Elizabeth Warren Free Trade Letter Calls For Trans-Pacific Partnership Transparency

Elizabeth Warren Takes Consumers' Side In New Issue

WASHINGTON -- Sen. Elizabeth Warren (D-Mass.) on Thursday sent a letter to President Barack Obama's nominee to head U.S. trade negotiations, expressing concerns about the administration's lack of transparency in the Trans-Pacific Partnership, a major trade deal being negotiated largely in secret.

Labor unions, public health advocates and environmental groups have long decried so-called free trade policies for undermining important regulations in the pursuit of corporate profits. The letter signals that Warren's tough stance on bank regulation extends to other major consumer and public interest matters.

What the public does know about the TPP has been learned through leaked documents.
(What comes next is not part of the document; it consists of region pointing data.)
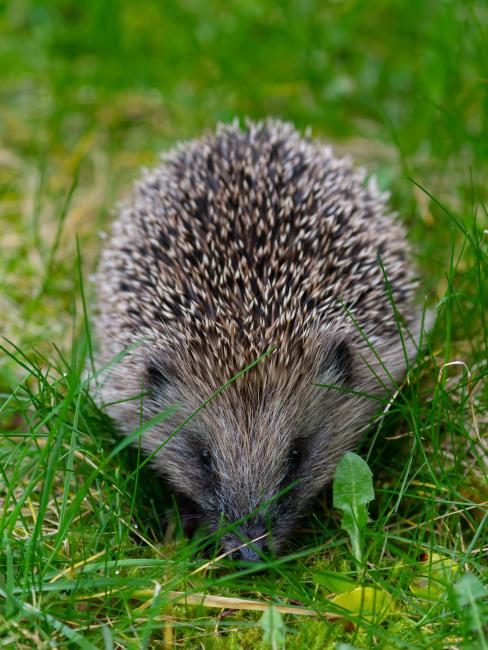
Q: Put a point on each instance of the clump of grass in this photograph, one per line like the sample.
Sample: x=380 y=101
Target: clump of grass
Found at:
x=91 y=555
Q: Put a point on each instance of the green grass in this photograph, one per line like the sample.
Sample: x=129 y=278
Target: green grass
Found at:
x=90 y=92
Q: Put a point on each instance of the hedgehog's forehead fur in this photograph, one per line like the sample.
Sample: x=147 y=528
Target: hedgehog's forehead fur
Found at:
x=240 y=243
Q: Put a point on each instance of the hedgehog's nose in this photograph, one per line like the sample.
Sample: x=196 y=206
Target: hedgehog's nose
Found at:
x=249 y=554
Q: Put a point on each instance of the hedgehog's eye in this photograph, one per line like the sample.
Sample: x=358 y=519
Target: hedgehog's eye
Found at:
x=296 y=455
x=206 y=459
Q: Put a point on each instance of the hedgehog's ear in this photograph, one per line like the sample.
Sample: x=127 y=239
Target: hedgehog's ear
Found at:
x=337 y=363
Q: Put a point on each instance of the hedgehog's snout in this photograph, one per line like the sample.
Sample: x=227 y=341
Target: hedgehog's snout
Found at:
x=248 y=543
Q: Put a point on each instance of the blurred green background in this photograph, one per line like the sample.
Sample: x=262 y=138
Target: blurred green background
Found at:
x=92 y=90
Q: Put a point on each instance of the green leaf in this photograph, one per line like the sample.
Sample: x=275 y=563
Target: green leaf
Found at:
x=372 y=604
x=469 y=594
x=273 y=628
x=336 y=583
x=352 y=491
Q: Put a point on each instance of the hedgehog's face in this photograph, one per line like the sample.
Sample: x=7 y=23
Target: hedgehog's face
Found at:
x=253 y=458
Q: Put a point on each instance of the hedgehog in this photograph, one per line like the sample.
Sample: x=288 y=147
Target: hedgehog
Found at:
x=255 y=310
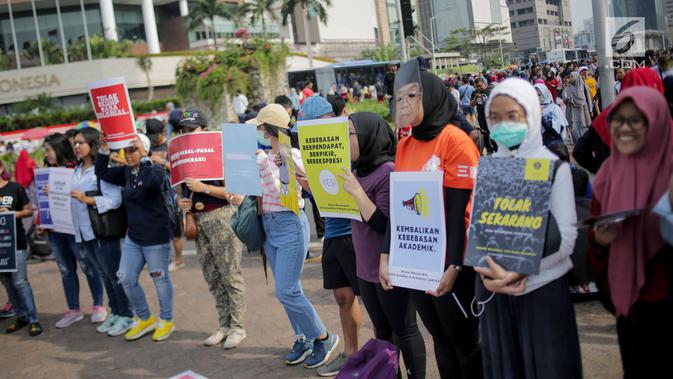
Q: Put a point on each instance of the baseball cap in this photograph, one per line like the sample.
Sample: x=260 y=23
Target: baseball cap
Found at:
x=274 y=114
x=314 y=107
x=193 y=119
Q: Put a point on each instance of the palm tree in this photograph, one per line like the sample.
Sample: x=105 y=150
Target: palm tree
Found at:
x=257 y=9
x=208 y=10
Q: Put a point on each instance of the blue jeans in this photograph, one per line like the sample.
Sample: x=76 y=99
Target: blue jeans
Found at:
x=287 y=238
x=105 y=256
x=67 y=257
x=133 y=260
x=19 y=290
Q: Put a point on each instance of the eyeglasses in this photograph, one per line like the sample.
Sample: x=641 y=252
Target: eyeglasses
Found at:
x=634 y=122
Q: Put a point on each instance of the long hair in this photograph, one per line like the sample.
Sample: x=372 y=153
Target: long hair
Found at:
x=62 y=147
x=92 y=138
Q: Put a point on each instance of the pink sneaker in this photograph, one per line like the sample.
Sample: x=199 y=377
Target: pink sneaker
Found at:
x=99 y=314
x=70 y=317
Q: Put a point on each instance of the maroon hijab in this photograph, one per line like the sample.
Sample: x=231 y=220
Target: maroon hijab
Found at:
x=634 y=181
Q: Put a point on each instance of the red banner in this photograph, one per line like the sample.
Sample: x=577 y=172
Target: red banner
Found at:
x=196 y=156
x=112 y=104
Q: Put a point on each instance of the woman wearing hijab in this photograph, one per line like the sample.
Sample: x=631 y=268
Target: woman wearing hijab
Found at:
x=632 y=258
x=528 y=327
x=436 y=145
x=392 y=312
x=594 y=147
x=577 y=106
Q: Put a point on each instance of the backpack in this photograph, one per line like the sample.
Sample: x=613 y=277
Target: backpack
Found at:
x=378 y=359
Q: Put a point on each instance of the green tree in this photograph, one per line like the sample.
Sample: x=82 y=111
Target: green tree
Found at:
x=145 y=64
x=385 y=53
x=209 y=10
x=257 y=10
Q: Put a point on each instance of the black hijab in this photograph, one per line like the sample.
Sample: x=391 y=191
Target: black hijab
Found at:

According to those documents, the Obama administration is seeking to grant corporations the ability to directly challenge regulations in countries involved in the talks -- a political power that was typically reserved for sovereign nations until the 1990s. Obama opposed such policies as a presidential candidate in 2008. The leaked intellectual property chapter of the deal includes provisions that would increase the costs of life-saving medicines in poor countries.

Warren's letter does not take issue with specific terms of the negotiations, but rather the secrecy surrounding the process. Members of Congress have been allowed to see TPP negotiation texts. Some have said they were insulted by the complex administrative procedures the office of the U.S. Trade Representative, or USTR, imposed to actually access the texts -- barriers not imposed on unelected corporate advisers.

Members of official "Trade Advisory Committees" stacked with corporate officials have been given access to the texts. But on June 6, Labor Advisory Committee Chairman R. Thomas Buffenbarger wrote a letter to acting U.S. Trade Representative Miriam Sapiro objecting to the "severe restrictions" that her agency had placed on information available to advocates for working people.

In her letter, Warren asked current White House official Michael Froman, who Obama has nominated to be the next head of USTR, whether he would make a copy of the negotiation text available to the public. She also asked for a full accounting of all information that has been made available to each official advisory committee.

The Obama administration has been negotiating the Trans-Pacific Partnership for several years, and Obama said at his 2013 State of the Union address that he hopes to have the deal approved by the end of the year.